Scientists at HP (and you thought Fiorina had fired ’em all) have done something interesting. (Picture of HP crossbars from Worldchanging.Com.)
The biggest problem in chip design today is the heat generated by electrons going from place to place. That’s why Intel has switched entirely to low-power designs. That’s why multi-core is so hot.
So HP scientists simply embedded a grid between layers in a silicon chip design. Instead of moving along wires, on a two-dimensional grid, electrons bounce through a three-dimensional array. The grid needs no wires, there are literally 8 different ways any electron could bounce, so everyone can squeeze closer together.
This is actually pretty cool. It leads to headlines like this one — Can HP Fool Moore’s Law? To which Mr. Moore would, I’m sure, reply as he’s responded to every other attempt (including mine) to expand the reach of his original 1964 article — his law only applies to 1964 technology.

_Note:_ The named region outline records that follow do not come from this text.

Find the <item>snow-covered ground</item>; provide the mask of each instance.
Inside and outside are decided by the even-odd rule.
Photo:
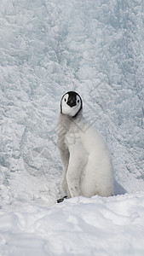
[[[0,255],[144,254],[142,0],[1,0]],[[112,152],[115,196],[60,196],[61,96]]]

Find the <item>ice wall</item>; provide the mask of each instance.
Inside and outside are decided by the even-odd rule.
[[[116,179],[142,189],[143,25],[142,0],[1,1],[3,201],[59,194],[55,125],[70,90],[106,137]]]

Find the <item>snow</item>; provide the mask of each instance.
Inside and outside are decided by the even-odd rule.
[[[142,0],[1,0],[0,255],[143,255]],[[60,197],[64,93],[112,153],[115,196]]]

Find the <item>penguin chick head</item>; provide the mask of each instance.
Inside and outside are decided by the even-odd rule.
[[[83,108],[80,96],[75,91],[66,92],[61,98],[60,113],[71,117],[76,117]]]

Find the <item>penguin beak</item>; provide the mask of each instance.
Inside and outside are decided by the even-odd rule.
[[[74,106],[77,105],[77,104],[76,104],[76,101],[75,101],[74,99],[72,99],[72,98],[70,98],[70,99],[68,100],[68,102],[67,102],[67,105],[70,106],[71,108],[72,108],[72,107],[74,107]]]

Be that as it may, it’s still cool. Wires? We don’t need no steenkin’ wires!
It also reflects what I’ve said about Moore’s Law since I started
covering it, six years ago now. It’s not just exponential, but
compounded. Breakthroughs happen in multiple directions, all driving
exponential change, which leads to more breakthroughs driving
exponential change. Faster and faster gets faster and faster.
In the case of HP, this is another application of what it calls crossbar technology. Previously, HP claimed the designs could reduce manufacturing defects and even replace computing components. While HP works with crossbars, other companies are working on other technologies and, in time, these innovations may be combined, compounding their impact further.
Chip designs can now break into the third dimension. But the process of innovation has already hit the fourth.